10. Gezien het doel van de verblijfsvergunning van de echtgenote oordeelt de rechtbank als volgt. Zoals blijkt uit de tekst van de verblijfsvergunning verbleef de echtgenote in Nederland omdat ze een studie volgde aan de Hogeschool te [B]. Nu zij wegens studieredenen in Nederland woont valt zij onder de beperking van de kring verzekerden voor de volksverzekeringen, hetgeen betekent dat zij niet verzekerd is voor de volksverzekeringen. Dit betekent tevens dat zij niet ten onrechte niet verzekerd was ingevolge de Zorgverzekeringswet.
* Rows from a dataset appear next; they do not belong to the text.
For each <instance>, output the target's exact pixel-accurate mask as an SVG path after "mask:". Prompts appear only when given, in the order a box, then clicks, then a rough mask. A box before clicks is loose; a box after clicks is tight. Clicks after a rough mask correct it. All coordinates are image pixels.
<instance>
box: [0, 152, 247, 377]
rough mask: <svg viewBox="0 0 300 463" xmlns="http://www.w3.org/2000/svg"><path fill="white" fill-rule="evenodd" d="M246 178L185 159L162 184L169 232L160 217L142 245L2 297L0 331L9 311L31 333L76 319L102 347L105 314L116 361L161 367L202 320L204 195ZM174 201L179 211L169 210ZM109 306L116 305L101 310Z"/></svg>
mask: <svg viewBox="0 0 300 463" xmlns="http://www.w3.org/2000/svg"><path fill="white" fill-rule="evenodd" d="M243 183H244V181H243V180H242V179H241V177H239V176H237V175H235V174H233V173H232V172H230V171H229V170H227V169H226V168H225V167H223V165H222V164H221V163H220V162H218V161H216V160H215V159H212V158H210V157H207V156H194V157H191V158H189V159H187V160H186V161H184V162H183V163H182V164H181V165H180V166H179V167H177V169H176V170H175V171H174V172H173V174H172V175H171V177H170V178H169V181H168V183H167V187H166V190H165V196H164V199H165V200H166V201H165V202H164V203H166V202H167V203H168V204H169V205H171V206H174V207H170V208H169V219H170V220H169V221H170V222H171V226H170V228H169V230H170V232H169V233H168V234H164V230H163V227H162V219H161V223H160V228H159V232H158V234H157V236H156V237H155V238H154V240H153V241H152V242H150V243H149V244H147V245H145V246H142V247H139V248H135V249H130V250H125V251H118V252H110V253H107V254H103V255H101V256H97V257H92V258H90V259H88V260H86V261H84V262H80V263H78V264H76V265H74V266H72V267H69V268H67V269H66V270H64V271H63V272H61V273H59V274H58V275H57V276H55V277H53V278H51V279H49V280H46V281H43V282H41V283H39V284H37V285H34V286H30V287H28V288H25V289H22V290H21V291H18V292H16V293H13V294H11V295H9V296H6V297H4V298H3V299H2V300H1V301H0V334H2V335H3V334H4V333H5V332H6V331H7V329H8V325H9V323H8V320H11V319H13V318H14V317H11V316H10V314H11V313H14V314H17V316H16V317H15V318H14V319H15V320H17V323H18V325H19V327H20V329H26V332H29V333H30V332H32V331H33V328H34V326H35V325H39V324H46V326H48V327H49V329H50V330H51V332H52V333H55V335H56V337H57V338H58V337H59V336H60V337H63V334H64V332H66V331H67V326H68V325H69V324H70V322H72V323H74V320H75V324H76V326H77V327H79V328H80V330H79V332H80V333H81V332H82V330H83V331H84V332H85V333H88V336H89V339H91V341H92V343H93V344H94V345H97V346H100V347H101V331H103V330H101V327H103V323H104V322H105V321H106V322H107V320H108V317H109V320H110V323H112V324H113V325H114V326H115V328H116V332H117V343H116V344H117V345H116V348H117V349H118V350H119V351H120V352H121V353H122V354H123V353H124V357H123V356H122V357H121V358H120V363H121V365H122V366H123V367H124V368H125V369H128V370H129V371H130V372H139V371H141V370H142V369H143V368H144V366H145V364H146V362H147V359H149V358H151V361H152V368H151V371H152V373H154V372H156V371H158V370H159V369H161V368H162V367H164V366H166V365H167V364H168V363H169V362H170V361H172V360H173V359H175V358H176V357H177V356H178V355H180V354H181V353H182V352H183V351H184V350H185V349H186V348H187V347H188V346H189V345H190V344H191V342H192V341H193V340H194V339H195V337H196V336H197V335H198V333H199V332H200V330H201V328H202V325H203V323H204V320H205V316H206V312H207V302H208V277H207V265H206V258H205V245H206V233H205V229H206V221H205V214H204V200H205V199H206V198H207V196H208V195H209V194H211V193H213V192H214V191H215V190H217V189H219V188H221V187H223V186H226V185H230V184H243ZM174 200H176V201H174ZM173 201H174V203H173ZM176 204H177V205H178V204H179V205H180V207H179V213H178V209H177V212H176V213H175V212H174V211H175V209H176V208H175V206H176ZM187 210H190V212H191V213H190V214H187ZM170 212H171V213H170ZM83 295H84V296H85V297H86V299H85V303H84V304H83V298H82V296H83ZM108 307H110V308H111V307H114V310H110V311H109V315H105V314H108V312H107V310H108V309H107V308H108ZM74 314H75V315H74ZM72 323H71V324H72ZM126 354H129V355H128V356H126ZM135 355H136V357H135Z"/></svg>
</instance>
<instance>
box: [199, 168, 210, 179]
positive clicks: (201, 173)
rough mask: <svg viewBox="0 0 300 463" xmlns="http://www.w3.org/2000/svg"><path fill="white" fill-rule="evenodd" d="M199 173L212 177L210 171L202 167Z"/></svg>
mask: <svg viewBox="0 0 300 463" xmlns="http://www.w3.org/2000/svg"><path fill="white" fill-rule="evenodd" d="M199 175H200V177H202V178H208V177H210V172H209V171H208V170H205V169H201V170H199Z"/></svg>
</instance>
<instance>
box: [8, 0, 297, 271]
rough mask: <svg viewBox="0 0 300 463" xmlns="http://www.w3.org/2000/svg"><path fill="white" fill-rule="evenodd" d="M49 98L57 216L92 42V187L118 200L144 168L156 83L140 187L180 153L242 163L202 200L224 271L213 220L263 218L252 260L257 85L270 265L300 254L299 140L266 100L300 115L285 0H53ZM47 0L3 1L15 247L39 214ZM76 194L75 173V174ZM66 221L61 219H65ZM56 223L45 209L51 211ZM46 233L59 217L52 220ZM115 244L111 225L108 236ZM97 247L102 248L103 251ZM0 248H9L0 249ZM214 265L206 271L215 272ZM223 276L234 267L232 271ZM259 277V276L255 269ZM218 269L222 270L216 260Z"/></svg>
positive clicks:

Het beroep is derhalve gegrond.
11. Dat de echtgenote een bestaan heeft opgebouwd doet niet af aan de tekst van de verblijfsvergunning waaruit blijkt dat zij in Nederland woont wegens studieredenen. Het inkomen waarop verweerder zijn standpunt mede heeft gebaseerd is ontvangen voor het, binnen de kaders van de verblijfvergunning, lopen van een stage. Nu de echtgenote niet ten onrechte geen verzekerde is voor de Zorgverzekeringswet dient de zorgtoeslag van eiser op grond van artikel 2, vierde lid van de Wet op de zorgtoeslag worden vastgesteld op 50 procent van het op grond van artikel 2, eerste lid van die wet berekende bedrag.
12. Gelet op het vorenoverwogene dient het beroep gegrond te worden verklaard.
Proceskosten
13. De rechtbank ziet geen aanleiding voor een proceskostenveroordeling, omdat niet is gesteld dat eiser kosten heeft gemaakt die op grond van het Besluit proceskosten bestuursrecht voor vergoeding in aanmerking komen.
Beslissing
De rechtbank:
- verklaart het beroep gegrond;
- vernietigt het bestreden besluit;
- herroept de beschikking van 30 maart 2012 en bepaalt dat deze uitspraak daarvan in de plaats treedt;
- draagt verweerder op het betaalde griffierecht van € 42 aan eiser te vergoeden.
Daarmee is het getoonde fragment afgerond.